Deploy Your Fine-Tune: Merge a LoRA Adapter into the Base Model and Push to HuggingFace Hub
Chris Harper
3 min read
Jun 30, 2026 · 12:09 UTC
TL;DR: model.merge_and_unload() collapses a LoRA adapter into the base model weights once — no PEFT needed at inference time. Two more lines push it to HuggingFace Hub so vLLM, Ollama, or anyone can pull it.

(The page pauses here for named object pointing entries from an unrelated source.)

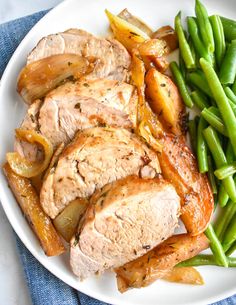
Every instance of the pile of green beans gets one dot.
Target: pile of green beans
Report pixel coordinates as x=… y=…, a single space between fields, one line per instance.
x=206 y=79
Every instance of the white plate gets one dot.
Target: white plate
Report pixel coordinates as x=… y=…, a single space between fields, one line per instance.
x=89 y=15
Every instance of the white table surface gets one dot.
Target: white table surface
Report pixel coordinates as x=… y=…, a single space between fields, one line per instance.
x=13 y=289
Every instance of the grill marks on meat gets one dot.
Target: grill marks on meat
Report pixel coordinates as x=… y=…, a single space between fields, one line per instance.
x=95 y=157
x=112 y=60
x=77 y=106
x=124 y=220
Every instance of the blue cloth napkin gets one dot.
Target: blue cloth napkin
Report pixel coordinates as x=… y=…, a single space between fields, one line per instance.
x=45 y=288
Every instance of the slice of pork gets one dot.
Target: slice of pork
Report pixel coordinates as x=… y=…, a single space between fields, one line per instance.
x=77 y=106
x=111 y=58
x=124 y=220
x=96 y=156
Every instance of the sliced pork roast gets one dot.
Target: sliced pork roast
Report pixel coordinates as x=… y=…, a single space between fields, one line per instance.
x=76 y=106
x=124 y=220
x=112 y=60
x=95 y=157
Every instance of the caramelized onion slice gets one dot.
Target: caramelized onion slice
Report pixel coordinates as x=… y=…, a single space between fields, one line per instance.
x=66 y=223
x=153 y=47
x=126 y=33
x=184 y=275
x=26 y=168
x=148 y=127
x=40 y=77
x=126 y=15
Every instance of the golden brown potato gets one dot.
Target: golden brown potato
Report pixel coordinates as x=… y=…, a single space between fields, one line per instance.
x=184 y=275
x=67 y=221
x=165 y=101
x=158 y=262
x=40 y=77
x=126 y=15
x=179 y=167
x=28 y=201
x=148 y=127
x=126 y=33
x=167 y=33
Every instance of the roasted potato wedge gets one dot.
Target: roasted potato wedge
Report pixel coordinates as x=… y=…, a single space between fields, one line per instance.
x=67 y=221
x=126 y=15
x=28 y=201
x=158 y=262
x=179 y=167
x=40 y=77
x=184 y=275
x=165 y=101
x=148 y=127
x=167 y=33
x=126 y=33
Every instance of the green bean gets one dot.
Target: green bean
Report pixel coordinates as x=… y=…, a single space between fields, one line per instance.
x=214 y=121
x=216 y=247
x=211 y=175
x=229 y=153
x=224 y=219
x=198 y=44
x=230 y=94
x=234 y=87
x=215 y=111
x=204 y=26
x=202 y=147
x=183 y=44
x=217 y=152
x=192 y=125
x=223 y=197
x=205 y=259
x=191 y=45
x=231 y=249
x=199 y=99
x=221 y=101
x=182 y=67
x=229 y=27
x=233 y=106
x=230 y=234
x=225 y=171
x=228 y=68
x=219 y=38
x=198 y=79
x=181 y=84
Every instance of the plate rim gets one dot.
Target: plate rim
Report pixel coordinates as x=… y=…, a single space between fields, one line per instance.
x=4 y=197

What you'll be able to do after this:
- Merge a trained LoRA adapter into the base model with a single function call, eliminating PEFT as a runtime dependency
- Save the merged model locally and push it to HuggingFace Hub in two lines
- Load the merged model directly with vLLM or Ollama, exactly like any other HuggingFace checkpoint
After fine-tuning with LoRA (via Unsloth, TRL's SFTTrainer, or similar), you have a PeftModel: the frozen base model plus a set of adapter delta matrices. At inference time, PEFT adds these deltas on every forward pass. For serving you typically want one merged checkpoint: no adapter overhead, no PEFT dependency, and full compatibility with every inference tool.

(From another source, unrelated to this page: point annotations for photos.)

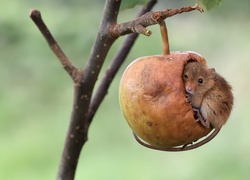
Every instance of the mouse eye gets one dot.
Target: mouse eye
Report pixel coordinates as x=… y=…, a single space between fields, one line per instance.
x=200 y=80
x=185 y=76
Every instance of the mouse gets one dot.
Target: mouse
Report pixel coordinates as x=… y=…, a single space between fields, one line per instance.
x=209 y=94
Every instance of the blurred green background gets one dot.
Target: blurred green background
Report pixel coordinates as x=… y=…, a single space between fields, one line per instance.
x=36 y=93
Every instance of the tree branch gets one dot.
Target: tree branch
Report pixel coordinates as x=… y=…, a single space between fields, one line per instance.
x=84 y=81
x=151 y=18
x=115 y=65
x=35 y=15
x=78 y=128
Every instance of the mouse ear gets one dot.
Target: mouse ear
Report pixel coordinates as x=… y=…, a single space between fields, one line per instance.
x=211 y=70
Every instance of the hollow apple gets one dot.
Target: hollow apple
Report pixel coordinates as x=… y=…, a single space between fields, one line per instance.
x=153 y=100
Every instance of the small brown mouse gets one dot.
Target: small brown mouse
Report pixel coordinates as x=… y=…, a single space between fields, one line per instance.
x=209 y=94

Step 1: Reload base model and merge
from transformers import AutoModelForCausalLM, AutoTokenizer
from peft import PeftModel
import torch
# Reload the base model in serving precision
base_model = AutoModelForCausalLM.from_pretrained(
"mistralai/Mistral-7B-v0.1",
torch_dtype=torch.bfloat16,
device_map="auto",
)
tokenizer = AutoTokenizer.from_pretrained("mistralai/Mistral-7B-v0.1")
# Load your trained adapter on top of the base model
peft_model = PeftModel.from_pretrained(base_model, "./output/checkpoint-final")

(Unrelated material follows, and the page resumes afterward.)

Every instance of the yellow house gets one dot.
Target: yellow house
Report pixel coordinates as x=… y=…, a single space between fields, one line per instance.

# Merge adapter weights into base model — returns a plain transformers model
merged = peft_model.merge_and_unload()
# Save locally
merged.save_pretrained("./merged-mistral-7b")
tokenizer.save_pretrained("./merged-mistral-7b")
print("Saved — no PEFT library needed to load this checkpoint")
merge_and_unload() computes W_merged = W_base + (B x A) x (alpha / r) once for every LoRA layer and stores the result. The adapter checkpoint is no longer needed after this step.
Memory note: merging requires loading both base weights and adapter simultaneously — expect ~16 GB RAM for a 7B model in bfloat16. Run this in the same Colab session as training (base already loaded) rather than reloading cold.
Step 2: Push to HuggingFace Hub
# Authenticate first (one-time)
huggingface-cli login # or: export HF_TOKEN=hf_...
# Push merged model to your Hub repo (add private=True for a private repo)
merged.push_to_hub("yourusername/mistral-7b-custom-v1")
tokenizer.push_to_hub("yourusername/mistral-7b-custom-v1")
print("Live at huggingface.co/yourusername/mistral-7b-custom-v1")
Large models are automatically sharded into ~10 GB files. The Hub stores all shards and serves them via CDN — anyone with the repo ID can pull the model.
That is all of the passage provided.